I just don’t think I realised

I just don’t think I realised how much my life would change when I had kids.

Yes, I obviously knew it would change, infinitely, for the better, life would never be the same. But I just don’t think I really realised what that meant, ya know?

I just don’t think I realised that although I had chosen the perfect life partner to become parents with, his life would never change like mine. Sure, his heart was full of love like mine, but he still went to work. He still has a ‘shed’ day on the weekend. He still fully operates a business on the side of his full time job, and with ease.

I just don’t think I realised how much having a baby would completely end my career, when I was just really getting started. I applied for a job washing dishes last week after hours and I haven’t heard back. Do they not know  that I helped manage a travel agency and made it to their global ball as a top seller worldwide in my first year? That I single handedly worked with a company and started a magazine – selling the ads, writing the articles, taking the photos? Am I overqualified to wash gravy off a plate? Am I under qualified?

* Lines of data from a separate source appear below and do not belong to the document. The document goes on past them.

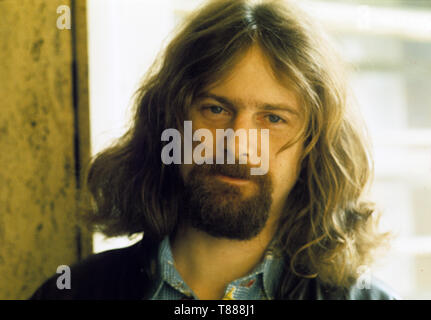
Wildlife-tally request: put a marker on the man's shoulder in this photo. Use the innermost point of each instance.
(112, 274)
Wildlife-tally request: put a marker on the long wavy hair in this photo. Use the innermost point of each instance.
(327, 230)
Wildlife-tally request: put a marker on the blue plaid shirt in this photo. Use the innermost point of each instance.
(260, 284)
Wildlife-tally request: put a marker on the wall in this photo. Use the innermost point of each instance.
(43, 142)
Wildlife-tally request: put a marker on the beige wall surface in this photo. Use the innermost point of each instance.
(41, 142)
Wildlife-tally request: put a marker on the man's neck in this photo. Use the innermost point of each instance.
(207, 264)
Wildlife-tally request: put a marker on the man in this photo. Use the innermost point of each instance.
(213, 230)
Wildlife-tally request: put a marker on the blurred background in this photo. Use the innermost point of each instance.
(389, 45)
(51, 122)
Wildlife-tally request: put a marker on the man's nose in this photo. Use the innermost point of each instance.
(240, 145)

I just don’t think I realised how much I would wear matching grey trackies, because putting jeans on to sit at home and fold washing seems pointless and in all honesty is just plain uncomfortable.

I just don’t think I realised how much time I would spend worrying if my babies were smart enough, fed enough, had slept enough – without worrying about the same for myself.

I just don’t think I realised how boring it is playing toddler games day in/day out and not being able to fully vent those feelings in fear of ‘but you’re so lucky to have them, others are not so lucky, children are gifts’ etc etc.

I also just don’t think I realised how much I could love two little people. How I can’t imagine life without them. How I can’t even remember life without them. How I would applaud poo’s, spend hours cuddling, make 45 meals a day (for 4 to be eaten) and to run baths at lunchtime to stop crying.

Yes, they’re amazing, and gifted and hilarious and I adore the shit out of them.

But, I just don’t think I realised how much I would sit on my bench top to avoid them clinging to my legs all the time.